The results we report out will have within zero to three hours early rule out and early rule in. So instead of waiting six hours, we're going to have decisions in zero to three hours. What does it mean? Early discharge from the hospital will save millions and millions of dollars in the US, pounds in Britain, euros someplace else.
Early triage means they're going to get to the level of care they need to appropriately, and when you look at 30 day and 1 year outcomes, the outcomes will improve. So great impact in the laboratory for uniformity, great impact for patient care as far as getting the right treatment for the right patient. My future thoughts on troponin is everyone needs to switch to high-sensitive troponins.
Number two, everyone needs to use the 99th percentile upper reference limits so we have uniform cut-offs. Everyone needs to use sex-specific cut-offs. What that means for patient care?
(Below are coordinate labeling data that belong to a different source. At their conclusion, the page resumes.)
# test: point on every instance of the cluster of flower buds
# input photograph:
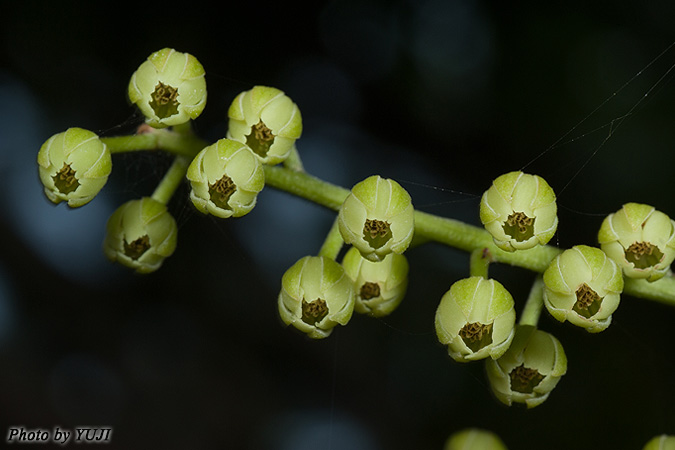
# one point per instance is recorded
(374, 268)
(169, 89)
(474, 439)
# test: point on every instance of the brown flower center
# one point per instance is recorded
(164, 100)
(137, 248)
(519, 226)
(65, 180)
(314, 311)
(376, 232)
(476, 335)
(221, 191)
(524, 379)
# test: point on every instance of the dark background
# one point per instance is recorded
(441, 95)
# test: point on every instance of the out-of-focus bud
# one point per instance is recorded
(140, 235)
(476, 319)
(74, 166)
(640, 239)
(377, 218)
(266, 120)
(474, 439)
(379, 286)
(169, 88)
(315, 296)
(663, 442)
(226, 178)
(530, 368)
(584, 286)
(519, 211)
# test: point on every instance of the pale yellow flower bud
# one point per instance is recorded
(74, 166)
(169, 88)
(140, 235)
(476, 319)
(266, 120)
(315, 296)
(584, 286)
(640, 239)
(226, 178)
(377, 218)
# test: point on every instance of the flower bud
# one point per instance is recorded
(530, 368)
(377, 218)
(663, 442)
(640, 239)
(379, 286)
(266, 120)
(584, 286)
(315, 296)
(476, 319)
(226, 178)
(474, 439)
(74, 166)
(519, 211)
(140, 234)
(169, 88)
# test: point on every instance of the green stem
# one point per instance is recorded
(534, 304)
(480, 262)
(333, 244)
(170, 141)
(171, 180)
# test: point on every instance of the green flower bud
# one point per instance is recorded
(226, 178)
(640, 239)
(169, 88)
(530, 368)
(476, 319)
(663, 442)
(315, 296)
(266, 120)
(377, 218)
(140, 234)
(379, 286)
(519, 211)
(74, 166)
(584, 286)
(474, 439)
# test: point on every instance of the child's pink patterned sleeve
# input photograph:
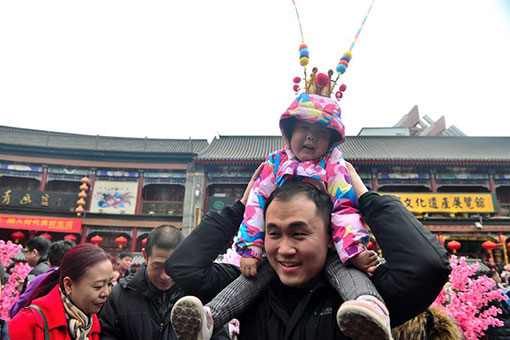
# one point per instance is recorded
(250, 241)
(349, 234)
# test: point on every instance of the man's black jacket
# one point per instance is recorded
(415, 270)
(131, 311)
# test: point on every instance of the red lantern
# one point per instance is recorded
(441, 239)
(454, 245)
(70, 237)
(489, 245)
(96, 240)
(17, 236)
(46, 235)
(121, 241)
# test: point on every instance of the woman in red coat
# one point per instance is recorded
(69, 298)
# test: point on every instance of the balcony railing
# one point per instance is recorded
(162, 208)
(504, 209)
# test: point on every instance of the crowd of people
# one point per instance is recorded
(74, 298)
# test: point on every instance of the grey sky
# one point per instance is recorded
(175, 69)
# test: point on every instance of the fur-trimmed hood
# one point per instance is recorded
(433, 324)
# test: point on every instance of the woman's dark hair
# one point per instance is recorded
(74, 264)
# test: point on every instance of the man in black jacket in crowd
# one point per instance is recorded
(300, 304)
(139, 305)
(36, 254)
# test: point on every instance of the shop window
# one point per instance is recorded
(19, 183)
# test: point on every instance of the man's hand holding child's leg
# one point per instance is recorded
(366, 261)
(249, 266)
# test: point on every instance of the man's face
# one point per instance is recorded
(125, 263)
(32, 256)
(296, 240)
(156, 268)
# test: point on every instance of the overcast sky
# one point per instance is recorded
(197, 68)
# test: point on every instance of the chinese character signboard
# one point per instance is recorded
(217, 203)
(114, 197)
(45, 200)
(447, 202)
(40, 223)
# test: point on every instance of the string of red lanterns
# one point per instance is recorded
(70, 237)
(97, 240)
(46, 236)
(121, 241)
(82, 195)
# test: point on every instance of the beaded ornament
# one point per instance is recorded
(320, 83)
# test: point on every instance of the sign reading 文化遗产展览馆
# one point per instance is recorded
(448, 202)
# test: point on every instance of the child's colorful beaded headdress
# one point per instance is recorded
(320, 83)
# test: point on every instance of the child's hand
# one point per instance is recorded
(249, 266)
(256, 174)
(366, 261)
(357, 183)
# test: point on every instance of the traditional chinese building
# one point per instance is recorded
(134, 184)
(458, 186)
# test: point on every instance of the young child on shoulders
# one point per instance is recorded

It's a precise assay, a very low value at presentation. You can get 30% to 50% of patients that are sent home. Huge cost savings in a healthcare system.
On the other side, early diagnosis within two hours, proper management, proper drug therapy will see huge improvement in healthcare outcomes. Those two things together in the patient care is going to save this world a lot of money.
Hennepin County Medical Center
Dr. Fred Apple is the medical director of the Clinical Laboratories, Clinical Chemistry, Clinical and Forensic Toxicology and Point of Care Testing at the Hennepin County Medical Center. He received his doctorate degree from the University of Minnesota in 1979 and obtained a fellowship in Laboratory Medicine in 1982 from Washington University. He is board certified in Clinical Chemistry and Toxicology. Dr. Apple serves as a principal investigator at the Minneapolis Medical Research Foundation. He is a consultant to the Hennepin County Medical Examiner’s Office. In addition to his investigative research, Dr. Apple is a Professor at the University of Minnesota Department of Laboratory Medicine and Pathology. Dr. Apple also serves as an Associate Editor for the journal Clinical Chemistry and is a Fellow of the American College of Sports Medicine.